Notwithstanding anything contained in the Transfer of Property Act, 1882, the Presidency Small Cause Courts Act, 1882, or the Contract Act, 1872, no order or decree for the recovery of possession shall be made so long as the tenant pays the rent to the full extent allowable by the Act and performs the conditions of the tenancy.

Provided nothing in this section shall apply ... where the premises are bona fide required by the landlord either for purposes of building or re-building or for his own occupation or the occupation of any person for whose benefit the premises are held.

3. The learned Judge observed thus:

I do not think it is enough that a plaintiff in order to defeat a plea under the Calcutta Rent Act should merely say that he desires the premises bona fide for his occupation. The word in the Act is not 'desires' but 'requires.' This in my opinion involves something more than a mere wish and it involves an element of need to some extent at least.

4. I would place the same interpretation on the words 'requires the holding bona fide' in Clause (5) of Section 14, Malabar Tenancy Act. The learned District Judge seems to have fallen into an error in interpreting 'requires' as meaning 'desires.' This is how he observes:

It is stated by the learned District Munsif that he has got a better land which he could have cultivated instead of this. But he has to begin cultivation of one of the two lands and if he chose to begin with this how could it be considered that it was not a bona fide desire. That the plaintiff has a bona fide desire to cultivate is apparent from the fact that even as early as 1934 in Ex. A, the notice sent by him, he had stated that he required the lands for his cultivation.

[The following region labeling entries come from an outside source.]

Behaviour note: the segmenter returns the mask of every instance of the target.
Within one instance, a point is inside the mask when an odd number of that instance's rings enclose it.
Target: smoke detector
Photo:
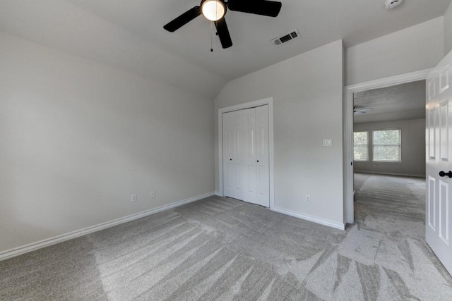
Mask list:
[[[395,8],[398,5],[400,5],[403,1],[403,0],[386,0],[384,2],[384,6],[386,8],[391,9]]]
[[[277,47],[279,47],[280,46],[285,43],[287,43],[295,39],[298,39],[299,37],[300,37],[299,32],[297,28],[295,28],[295,30],[291,30],[290,32],[285,35],[282,35],[280,37],[278,37],[275,39],[272,39],[271,42],[272,43],[273,43],[273,45],[276,46]]]

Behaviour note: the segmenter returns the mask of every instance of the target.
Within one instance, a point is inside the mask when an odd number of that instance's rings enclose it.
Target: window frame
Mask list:
[[[355,145],[355,133],[367,133],[367,145]],[[366,147],[367,150],[367,159],[355,159],[355,154],[353,154],[353,161],[356,161],[358,162],[369,162],[370,161],[370,152],[369,151],[369,142],[370,142],[370,135],[369,135],[370,131],[369,130],[354,130],[353,131],[353,149],[355,149],[355,145],[366,145],[367,147]],[[373,154],[372,154],[373,155]]]
[[[384,132],[388,130],[398,130],[398,144],[377,144],[376,145],[374,141],[375,137],[375,132]],[[402,129],[400,128],[385,128],[382,130],[372,130],[371,137],[371,147],[372,147],[372,162],[375,163],[389,163],[389,164],[400,164],[402,163]],[[375,159],[375,147],[385,147],[385,146],[397,146],[398,147],[398,160],[376,160]]]

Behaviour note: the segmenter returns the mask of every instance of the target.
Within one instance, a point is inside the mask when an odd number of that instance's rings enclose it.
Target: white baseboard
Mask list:
[[[320,223],[321,225],[328,226],[328,227],[335,228],[339,230],[345,230],[345,224],[338,223],[337,221],[329,221],[328,219],[321,219],[309,214],[303,214],[292,210],[285,209],[280,207],[273,207],[270,209],[275,212],[282,213],[282,214],[290,215],[290,216],[297,217],[299,219],[305,219],[307,221],[313,221]]]
[[[52,238],[47,238],[36,242],[32,242],[29,245],[25,245],[21,247],[16,247],[14,249],[8,250],[0,252],[0,261],[7,259],[8,258],[14,257],[16,256],[20,255],[22,254],[28,253],[29,252],[35,251],[37,249],[48,247],[52,245],[54,245],[59,242],[69,240],[73,238],[76,238],[80,236],[85,235],[86,234],[97,232],[100,230],[110,228],[114,226],[119,225],[121,223],[127,223],[128,221],[133,221],[135,219],[141,219],[142,217],[148,216],[169,209],[177,207],[185,204],[191,203],[192,202],[198,201],[199,199],[204,199],[206,197],[212,197],[215,193],[208,192],[203,195],[198,195],[196,197],[190,197],[189,199],[183,199],[182,201],[174,202],[167,205],[160,206],[160,207],[154,208],[149,210],[145,210],[141,212],[131,214],[127,216],[121,217],[119,219],[114,219],[113,221],[107,221],[106,223],[100,223],[98,225],[93,226],[90,227],[85,228],[83,229],[77,230],[73,232],[63,234],[61,235],[55,236]]]
[[[355,173],[368,173],[368,174],[375,174],[375,175],[382,175],[382,176],[398,176],[400,177],[413,177],[413,178],[425,178],[425,175],[414,175],[410,173],[386,173],[383,171],[355,171]]]

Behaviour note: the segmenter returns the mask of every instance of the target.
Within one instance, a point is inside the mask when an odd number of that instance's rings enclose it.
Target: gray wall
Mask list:
[[[211,99],[4,35],[0,69],[0,252],[213,192]]]
[[[402,162],[383,163],[355,161],[355,172],[398,176],[425,176],[425,119],[383,123],[357,123],[354,130],[400,128],[402,130]],[[369,136],[370,139],[370,136]],[[369,154],[371,158],[371,141]]]
[[[428,69],[444,56],[439,17],[347,48],[347,85]]]
[[[229,82],[215,99],[215,113],[273,97],[275,206],[343,226],[343,43],[337,41]],[[333,147],[323,147],[323,138]],[[217,166],[218,149],[215,156]]]
[[[452,50],[452,3],[444,14],[444,55]]]

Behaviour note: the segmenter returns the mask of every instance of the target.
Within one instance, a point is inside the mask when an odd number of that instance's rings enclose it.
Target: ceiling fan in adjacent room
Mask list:
[[[202,0],[198,6],[188,10],[163,26],[163,28],[173,32],[199,15],[203,15],[207,20],[215,23],[221,46],[229,48],[232,46],[232,41],[225,20],[227,9],[276,17],[281,10],[281,2],[268,0],[229,0],[227,2],[225,0]]]

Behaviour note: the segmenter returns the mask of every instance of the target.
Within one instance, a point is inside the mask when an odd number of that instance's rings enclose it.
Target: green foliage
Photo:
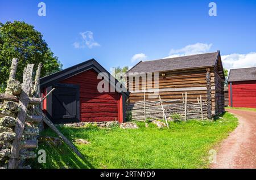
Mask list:
[[[125,80],[122,79],[122,76],[124,74],[126,73],[129,70],[128,66],[125,66],[123,67],[120,67],[119,66],[117,67],[114,67],[114,70],[112,72],[112,75],[120,83],[125,84]]]
[[[24,68],[28,63],[34,63],[35,67],[39,63],[43,64],[41,76],[62,68],[43,35],[24,22],[0,23],[0,84],[2,86],[6,86],[13,58],[19,59],[16,76],[20,82]]]
[[[63,127],[69,139],[83,139],[89,144],[75,144],[84,160],[66,145],[52,147],[39,144],[47,152],[47,163],[34,160],[34,168],[206,168],[210,149],[226,138],[238,125],[237,118],[226,113],[216,121],[170,122],[159,130],[152,123],[138,122],[138,129]],[[50,130],[43,135],[56,136]]]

5. Therefore the view of the learned District Judge that a bona fide desire is enough to entitle the landlord to evict the tenant is not sound. I accordingly set aside the finding of the learned Judge and call upon the Subordinate Judge of Calicut to submit a revised finding on issue 1 in the suit in the light of the observations contained in this judgment. The finding will be submitted within four weeks of the receipt of this order by the lower Court. Time for objections is one week. [On receipt of the finding the Court delivered the following]

Judgment

6. I accept the finding and dismiss the suit. In the circumstances of this case I direct each party to bear his own costs. Leave to appeal is refused.